“Dammit Jim, I’m a hacker, not a musician!”, to paraphrase McCoy Scotty from the original Star Trek series. Well, some of us are also musicians, some, like me, are also hack-musicians, and some wouldn’t know a whole note from a treble clef. But every now and then the music you want is in the form of sheet music and you need to convert that to something your hack can play. If you’re lucky, you can find software that will read the sheet music for you and spit out a MIDI or WAV file. Or, as with my hand-cranked music player, you may have to read just enough of the music yourself to convert musical notes to frequencies for something like a 555 timer chip. We’ll dive into both cases here.
If you can’t read music then you should still be able to get the gist of what we’re saying. But in case you get confused, we’ve included a very quick introduction near the end of this article.
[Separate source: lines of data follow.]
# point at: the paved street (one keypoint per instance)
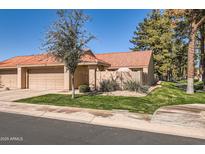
(20, 129)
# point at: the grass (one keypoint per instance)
(168, 94)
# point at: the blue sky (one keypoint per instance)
(22, 31)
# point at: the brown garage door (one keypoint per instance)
(47, 78)
(8, 78)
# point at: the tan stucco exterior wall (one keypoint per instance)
(21, 78)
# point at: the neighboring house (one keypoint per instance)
(43, 71)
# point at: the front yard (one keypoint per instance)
(168, 94)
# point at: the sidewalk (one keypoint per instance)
(116, 118)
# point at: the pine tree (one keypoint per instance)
(157, 33)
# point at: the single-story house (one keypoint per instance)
(43, 71)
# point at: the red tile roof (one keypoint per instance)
(44, 59)
(118, 59)
(126, 59)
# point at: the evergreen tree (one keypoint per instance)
(157, 33)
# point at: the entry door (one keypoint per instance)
(8, 78)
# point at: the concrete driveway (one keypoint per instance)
(15, 94)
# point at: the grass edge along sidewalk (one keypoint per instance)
(168, 94)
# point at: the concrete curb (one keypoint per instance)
(99, 117)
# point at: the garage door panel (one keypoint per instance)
(47, 78)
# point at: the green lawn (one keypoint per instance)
(168, 94)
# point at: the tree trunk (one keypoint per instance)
(73, 85)
(202, 62)
(190, 70)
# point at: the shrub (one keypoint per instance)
(84, 88)
(132, 85)
(144, 88)
(109, 85)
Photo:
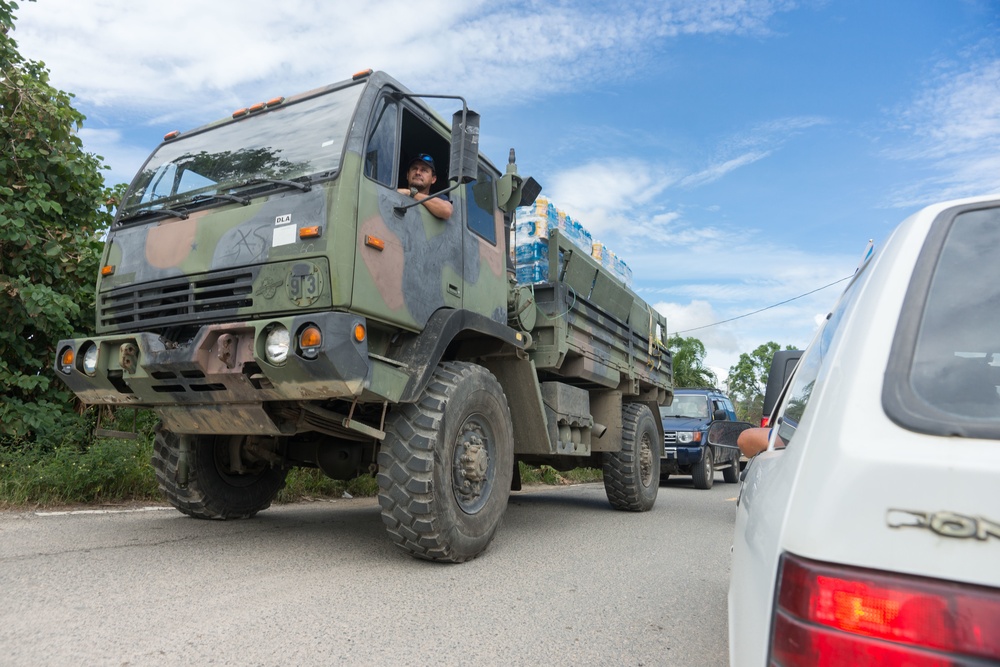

Optical Music Recognition (OMR)
You’ve probably heard of OCR, Optical Character Recognition software, that converts words on paper to a digital form. Well there’s also music OCR, or more precisely OMR, Optical Music Recognition software. You point a camera at a page of sheet music to capture an image, or give the software an image file or a PDF containing the sheet music, and it converts that to music that you can hear at the press of a button, or save to a MIDI or WAV file for playback from elsewhere.
To try it out, I found a high quality one called SharpEye 2.68 that had a 30-day, free trial period. It’s able to save the music as a MIDI file, MusicXML, and in NIFF format. The snippet of MusicXML shown here is of the musical note, A, and is a quarter note. As you’ll see, SharpEye does an impressive job, given a clean, black and white image. It also provides the necessary editing tools to fix any recognition errors.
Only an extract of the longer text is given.